Kedua, pemberdayaan ekonomi rakyat kecil sangat penting agar daya beli masyarakat terhadap pangan bergizi meningkat. Ketiga, kolaborasi lintas sector pemerintah, perguruan tinggi, LSM, hingga komunitas lokal harus digalakkan. Keempat, pemerataan distribusi pangan sehat dan bergizi ke pelosok menjadi syarat mutlak.
Kemudian Program makan siang bergizi gratis di sekolah yang tengah dicanangkan pemerintah juga harus dipastikan berjalan efektif. Program ini bukan sekadar kebijakan populis, tetapi investasi jangka panjang untuk menyiapkan generasi NTB yang sehat, kuat, dan cerdas.

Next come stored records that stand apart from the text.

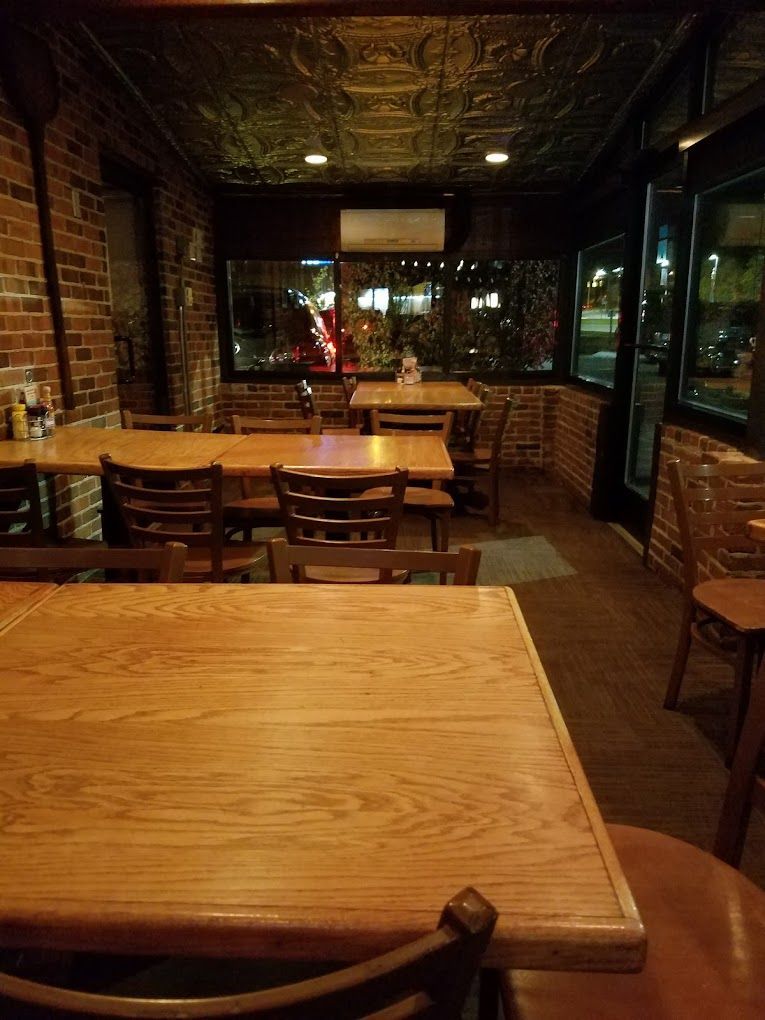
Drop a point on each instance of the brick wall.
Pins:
(664, 554)
(574, 440)
(96, 113)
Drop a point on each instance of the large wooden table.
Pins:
(75, 449)
(218, 769)
(18, 598)
(418, 397)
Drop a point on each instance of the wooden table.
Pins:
(425, 456)
(75, 449)
(18, 598)
(220, 769)
(418, 397)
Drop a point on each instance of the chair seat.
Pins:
(421, 498)
(705, 924)
(737, 601)
(476, 456)
(238, 559)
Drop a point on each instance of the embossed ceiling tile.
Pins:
(391, 99)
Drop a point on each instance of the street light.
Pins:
(714, 259)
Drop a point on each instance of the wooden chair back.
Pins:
(305, 398)
(20, 508)
(285, 561)
(746, 788)
(170, 505)
(713, 505)
(168, 422)
(242, 425)
(429, 977)
(162, 564)
(330, 510)
(389, 423)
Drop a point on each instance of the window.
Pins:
(725, 297)
(504, 315)
(283, 315)
(599, 298)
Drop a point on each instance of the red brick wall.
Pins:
(96, 112)
(574, 440)
(664, 554)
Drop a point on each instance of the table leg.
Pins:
(489, 995)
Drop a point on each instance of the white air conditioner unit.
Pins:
(392, 230)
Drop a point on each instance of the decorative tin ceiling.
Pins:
(395, 100)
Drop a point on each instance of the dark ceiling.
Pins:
(394, 100)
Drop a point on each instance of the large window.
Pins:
(453, 314)
(599, 299)
(726, 296)
(283, 315)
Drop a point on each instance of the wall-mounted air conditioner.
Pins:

NTB Makmur Mendunia: Antara Slogan dan Realita
Pak Gubernur yang saya hormati, bagaimana kita bisa berharap angka stunting atau gizi buruk di NTB bisa teratasi dengan baik, jika lapangan pekerjaan bagi orang tua bayi masih terbatas, kondisi kesehatan lingkungan kita masih buruk, dan indeks kesehatan masih rendah? Pertanyaan saya sederhana, apakah visi “NTB Makmur Mendunia” itu sudah tercapai?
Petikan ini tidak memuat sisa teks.